Tuesday, November 25, 2014

They are calling our row


I lost yet another friend this week. To cancer.

Her name is Beth. She was a massage therapist in her career. But she was more than that. A sister. A daughter. An aunt, a cousin. She was everyone's friend, and she fed stray kittens.

Our relationship was short, about five years.

After I was diagnosed with my brain tumor, she contacted me.

"I hear you are looking for people to walk with you. I'll walk with you."

Honestly, when she first contacted me, I could not even see her face in my head. Our paths had crossed briefly and intermittently when Ken and I were attending the Bellingham Unitarian Fellowship.

But there she was.

So we went for a walk. And then we went for another one. And then, after a while, she offered to gift me a massage. Ten days before I had my surgery, we both imagined Norman shrinking from the size and consistency of a walnut, to the size of an almond.

After my surgery, I rarely saw her. She was not part of the regular group that visited me.

A few years after my surgery, I found myself with an extra ticket to the Motherlode concert at WWU. I put it out on Facebook that I had an extra ticket, and we got to sit together. I think that was probably the last time I communicated with her until after Ken's heart attack.

I only heard she was sick right after he got out of the hospital, and she was VERY sick by that time. And she had been sick for a while. Cancer.
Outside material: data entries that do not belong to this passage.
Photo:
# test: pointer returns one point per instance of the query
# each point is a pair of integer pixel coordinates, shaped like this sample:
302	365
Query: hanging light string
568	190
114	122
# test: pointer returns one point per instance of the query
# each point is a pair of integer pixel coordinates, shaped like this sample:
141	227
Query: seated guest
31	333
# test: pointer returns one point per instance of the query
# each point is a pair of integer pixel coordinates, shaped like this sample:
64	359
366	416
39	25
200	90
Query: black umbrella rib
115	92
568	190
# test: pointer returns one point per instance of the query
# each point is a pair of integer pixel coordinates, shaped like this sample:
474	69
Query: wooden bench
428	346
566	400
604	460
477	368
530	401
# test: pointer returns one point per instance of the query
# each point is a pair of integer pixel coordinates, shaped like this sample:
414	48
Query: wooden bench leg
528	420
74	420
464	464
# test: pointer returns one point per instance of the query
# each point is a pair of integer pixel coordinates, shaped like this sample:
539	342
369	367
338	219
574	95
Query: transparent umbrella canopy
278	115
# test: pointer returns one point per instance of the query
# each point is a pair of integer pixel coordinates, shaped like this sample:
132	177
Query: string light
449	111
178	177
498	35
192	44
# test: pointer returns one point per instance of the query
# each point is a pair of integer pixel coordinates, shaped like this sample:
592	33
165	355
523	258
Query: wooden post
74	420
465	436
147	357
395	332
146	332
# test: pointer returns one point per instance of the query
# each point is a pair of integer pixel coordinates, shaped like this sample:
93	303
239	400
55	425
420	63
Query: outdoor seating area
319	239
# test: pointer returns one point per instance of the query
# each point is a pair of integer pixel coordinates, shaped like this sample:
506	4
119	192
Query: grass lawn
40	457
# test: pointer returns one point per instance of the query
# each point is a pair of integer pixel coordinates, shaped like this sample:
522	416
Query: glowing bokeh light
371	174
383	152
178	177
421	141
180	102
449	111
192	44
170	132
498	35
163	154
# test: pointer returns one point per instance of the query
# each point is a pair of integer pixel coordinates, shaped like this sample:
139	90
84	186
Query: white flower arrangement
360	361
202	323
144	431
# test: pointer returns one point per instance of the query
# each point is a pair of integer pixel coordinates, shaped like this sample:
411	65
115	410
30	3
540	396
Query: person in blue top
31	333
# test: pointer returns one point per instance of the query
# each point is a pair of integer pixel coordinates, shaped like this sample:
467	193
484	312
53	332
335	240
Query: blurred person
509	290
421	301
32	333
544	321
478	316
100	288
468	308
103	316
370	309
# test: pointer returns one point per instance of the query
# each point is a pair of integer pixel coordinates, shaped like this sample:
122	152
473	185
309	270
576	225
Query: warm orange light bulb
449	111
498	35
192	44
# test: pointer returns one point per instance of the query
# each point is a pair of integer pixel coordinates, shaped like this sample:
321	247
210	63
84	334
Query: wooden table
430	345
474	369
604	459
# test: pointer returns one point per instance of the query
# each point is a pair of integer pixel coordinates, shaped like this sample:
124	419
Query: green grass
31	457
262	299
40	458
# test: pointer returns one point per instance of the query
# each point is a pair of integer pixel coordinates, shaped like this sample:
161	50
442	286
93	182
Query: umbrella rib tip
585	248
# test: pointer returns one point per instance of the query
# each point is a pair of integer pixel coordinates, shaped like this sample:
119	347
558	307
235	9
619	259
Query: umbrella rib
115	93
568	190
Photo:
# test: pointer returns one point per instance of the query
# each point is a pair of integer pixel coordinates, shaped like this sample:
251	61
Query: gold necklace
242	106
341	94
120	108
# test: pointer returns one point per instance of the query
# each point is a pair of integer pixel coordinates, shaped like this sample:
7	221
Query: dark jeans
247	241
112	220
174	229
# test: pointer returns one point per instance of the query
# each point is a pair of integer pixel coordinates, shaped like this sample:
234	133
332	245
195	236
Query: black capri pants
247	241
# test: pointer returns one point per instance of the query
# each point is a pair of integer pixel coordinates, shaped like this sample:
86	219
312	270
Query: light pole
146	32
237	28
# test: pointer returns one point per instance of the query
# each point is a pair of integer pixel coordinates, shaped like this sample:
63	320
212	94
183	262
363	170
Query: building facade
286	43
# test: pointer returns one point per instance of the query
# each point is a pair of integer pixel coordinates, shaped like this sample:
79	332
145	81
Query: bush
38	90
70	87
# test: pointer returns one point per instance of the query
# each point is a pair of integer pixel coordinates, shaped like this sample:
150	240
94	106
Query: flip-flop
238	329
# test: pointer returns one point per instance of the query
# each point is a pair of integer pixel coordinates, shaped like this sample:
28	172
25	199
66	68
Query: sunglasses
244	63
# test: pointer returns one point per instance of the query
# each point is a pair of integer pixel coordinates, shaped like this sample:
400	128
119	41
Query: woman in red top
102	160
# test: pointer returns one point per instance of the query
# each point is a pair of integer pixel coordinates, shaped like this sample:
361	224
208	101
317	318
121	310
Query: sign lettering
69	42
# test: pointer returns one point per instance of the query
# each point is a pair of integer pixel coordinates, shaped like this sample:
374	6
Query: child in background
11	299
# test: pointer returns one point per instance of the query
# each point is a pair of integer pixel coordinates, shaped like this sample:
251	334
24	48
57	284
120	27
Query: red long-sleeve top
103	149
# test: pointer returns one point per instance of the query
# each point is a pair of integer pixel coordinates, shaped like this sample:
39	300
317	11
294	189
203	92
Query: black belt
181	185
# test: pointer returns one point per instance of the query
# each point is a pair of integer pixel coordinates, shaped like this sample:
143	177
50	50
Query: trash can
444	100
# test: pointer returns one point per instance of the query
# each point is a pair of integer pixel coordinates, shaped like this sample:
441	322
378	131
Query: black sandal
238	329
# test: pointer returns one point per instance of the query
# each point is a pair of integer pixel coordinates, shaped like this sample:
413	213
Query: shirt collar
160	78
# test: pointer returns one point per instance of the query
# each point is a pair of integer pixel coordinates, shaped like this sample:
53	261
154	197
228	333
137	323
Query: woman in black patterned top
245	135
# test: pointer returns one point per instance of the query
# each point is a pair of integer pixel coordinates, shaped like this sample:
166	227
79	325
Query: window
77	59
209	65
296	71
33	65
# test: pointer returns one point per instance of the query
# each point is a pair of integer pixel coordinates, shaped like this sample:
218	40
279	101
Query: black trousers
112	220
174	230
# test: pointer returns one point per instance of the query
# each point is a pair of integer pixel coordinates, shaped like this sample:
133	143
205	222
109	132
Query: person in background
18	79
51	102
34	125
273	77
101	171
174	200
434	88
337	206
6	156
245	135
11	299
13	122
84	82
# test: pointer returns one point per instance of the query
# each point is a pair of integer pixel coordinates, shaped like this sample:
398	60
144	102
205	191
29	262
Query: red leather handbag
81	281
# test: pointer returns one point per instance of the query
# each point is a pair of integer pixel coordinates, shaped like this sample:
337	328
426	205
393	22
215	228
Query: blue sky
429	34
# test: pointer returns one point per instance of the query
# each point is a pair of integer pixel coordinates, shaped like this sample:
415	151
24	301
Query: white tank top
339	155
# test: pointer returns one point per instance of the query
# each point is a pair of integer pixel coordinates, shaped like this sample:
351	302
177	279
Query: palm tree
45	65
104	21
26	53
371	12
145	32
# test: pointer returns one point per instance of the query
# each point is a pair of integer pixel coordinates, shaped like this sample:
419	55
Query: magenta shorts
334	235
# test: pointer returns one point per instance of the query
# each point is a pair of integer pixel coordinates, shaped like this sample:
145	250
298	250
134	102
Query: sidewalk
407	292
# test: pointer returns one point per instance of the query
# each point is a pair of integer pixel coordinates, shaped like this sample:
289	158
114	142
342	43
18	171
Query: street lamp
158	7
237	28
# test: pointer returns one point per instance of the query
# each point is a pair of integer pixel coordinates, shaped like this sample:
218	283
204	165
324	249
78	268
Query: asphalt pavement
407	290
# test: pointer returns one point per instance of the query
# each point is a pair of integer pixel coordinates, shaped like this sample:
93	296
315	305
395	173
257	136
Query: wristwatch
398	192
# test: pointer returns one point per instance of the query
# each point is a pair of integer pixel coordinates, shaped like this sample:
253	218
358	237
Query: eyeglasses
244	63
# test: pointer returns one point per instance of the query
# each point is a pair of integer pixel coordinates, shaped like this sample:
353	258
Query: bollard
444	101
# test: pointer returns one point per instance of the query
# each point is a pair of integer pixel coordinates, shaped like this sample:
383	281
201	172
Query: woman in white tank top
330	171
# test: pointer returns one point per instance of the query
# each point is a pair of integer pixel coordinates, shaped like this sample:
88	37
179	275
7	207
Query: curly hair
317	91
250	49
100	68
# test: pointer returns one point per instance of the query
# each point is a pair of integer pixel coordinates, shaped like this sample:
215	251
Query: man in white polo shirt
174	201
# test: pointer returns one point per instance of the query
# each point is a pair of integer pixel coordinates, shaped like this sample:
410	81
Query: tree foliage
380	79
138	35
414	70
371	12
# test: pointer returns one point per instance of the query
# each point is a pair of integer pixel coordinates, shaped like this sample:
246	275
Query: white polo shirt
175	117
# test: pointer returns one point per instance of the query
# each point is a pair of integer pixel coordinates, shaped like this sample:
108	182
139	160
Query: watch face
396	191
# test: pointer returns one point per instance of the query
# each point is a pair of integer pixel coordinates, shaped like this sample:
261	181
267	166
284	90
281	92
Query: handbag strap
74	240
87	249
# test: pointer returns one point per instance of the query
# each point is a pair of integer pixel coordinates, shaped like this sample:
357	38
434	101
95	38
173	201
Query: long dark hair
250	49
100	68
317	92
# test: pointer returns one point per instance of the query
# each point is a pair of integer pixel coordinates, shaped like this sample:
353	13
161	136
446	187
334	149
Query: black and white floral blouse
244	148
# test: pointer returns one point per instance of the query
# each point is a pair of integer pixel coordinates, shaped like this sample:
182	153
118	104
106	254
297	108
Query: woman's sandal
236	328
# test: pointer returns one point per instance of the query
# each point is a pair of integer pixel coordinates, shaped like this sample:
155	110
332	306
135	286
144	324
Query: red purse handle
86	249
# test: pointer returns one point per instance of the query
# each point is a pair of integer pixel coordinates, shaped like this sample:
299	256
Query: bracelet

Stage 4. Just a little time left.

I never knew a thing about it.

I saw her three times after the day I found out she was sick. Once, I brought a sandwich to her at her house. She tried to pay for it. I told her, “next time, you pay.”

I called her to make plans again. Sadly, things had progressed very quickly, and four weeks after that sandwich, she was on her way to Hospice.


I entered her room, there was quiet singing. I walked up to her bed, took her hand, got close to her and said, “I brought you a sandwich, it's your turn to pay.” Her eyes opened wide, and when she saw me, she smiled. Her lungs were so filled with fluid, she hardly had any breath to talk. I had time to kiss her hand, say thank you and goodbye.